Energy company EDF also deserve a huge hand for introducing Claude McLin to our screens… and to the pages of RC. Originally from Chicago, McLin was a tenor sax player in the style of Billie Holiday’s favourite sideman Lester Young. Despite leading his own sextet, playing alongside the iconic Charlie Parker and having a local hit on Chess in 1950 with an instrumental version of Nat King Cole’s Mona Lisa, McLin couldn’t quite cut it in the Windy City’s bebop jazz circles.

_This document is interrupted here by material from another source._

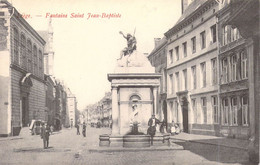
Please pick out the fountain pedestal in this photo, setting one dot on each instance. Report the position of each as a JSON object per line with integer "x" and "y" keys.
{"x": 134, "y": 99}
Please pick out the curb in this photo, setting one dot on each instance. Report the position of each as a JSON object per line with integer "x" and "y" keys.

So he split for LA where he developed a more organ-based, jump and R’n’B influenced sound on sides recorded for West Coast labels like Golden Tone, Mac Jac, C&C and Allegro. By 1964 though, McLin’s career was so much on the slide that he accepted an offer from Dootsie Williams – boss of the Dootone label which had launched 10 years earlier with The Penguins’ hit Earth Angel – to cut a novelty dance version of a one chord jazz workout called Jambo, complete with an obligatory Mr Bassman-styled scat vocal. It may have boasted a groove to die for, but, up against the new British Beat sounds swamping US radio and the charts, it failed to register. And there the Claude McLin story would probably have ended had Ace not included the number on a 2003 compilation of cult garageband floorfillers of the period called Great Googa Mooga. For which we should all be truly grateful.

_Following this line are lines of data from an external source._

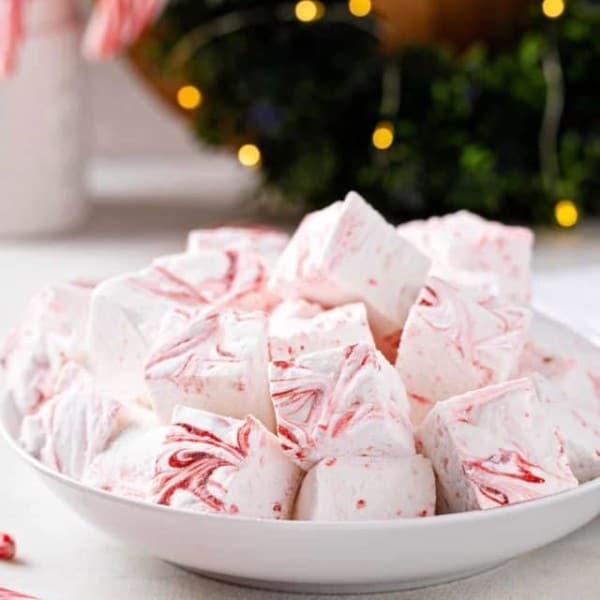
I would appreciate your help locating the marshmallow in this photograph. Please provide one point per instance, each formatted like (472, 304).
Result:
(298, 327)
(468, 250)
(75, 425)
(127, 311)
(216, 464)
(360, 488)
(570, 386)
(340, 402)
(126, 467)
(215, 361)
(454, 342)
(51, 333)
(267, 242)
(346, 253)
(495, 446)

William Hill Bingo - Bird Is The Word

William Hill Bingo - Bird Is The Word

Also on that CD is Mama Oom Mow Mow by doo-wop act The Rivingtons. This is one of three very similar songs which were merged into one by a four piece rock band with a singing drummer called The Trashmen. Renamed Surfing Bird it was a smash Number 4 hit in the US in 1963 on the Garrett label. Quite why a bunch of kids from landlocked Minnesota should end up ranked alongside the likes of West Coast acts like The Surfaris, The Ventures and Dick Dale in the Surf Music Hall Of Fame is open to debate. But The Trashmen’s big one hit has been covered by The Ramones and The Cramps, featured in big movies like Full Metal Jacket and Pink Flamingos – and, only two years ago, finally debuted in the UK Top 5 as part of an unsuccessful Facebook campaign to keep the 2010 X Factor winner Matt Cardle from going to Number One. Surfing Bird can now be heard in William Hill’s latest Bingo commercial in which a man hangs around bus shelters dressed, naturally enough, in a big bird costume!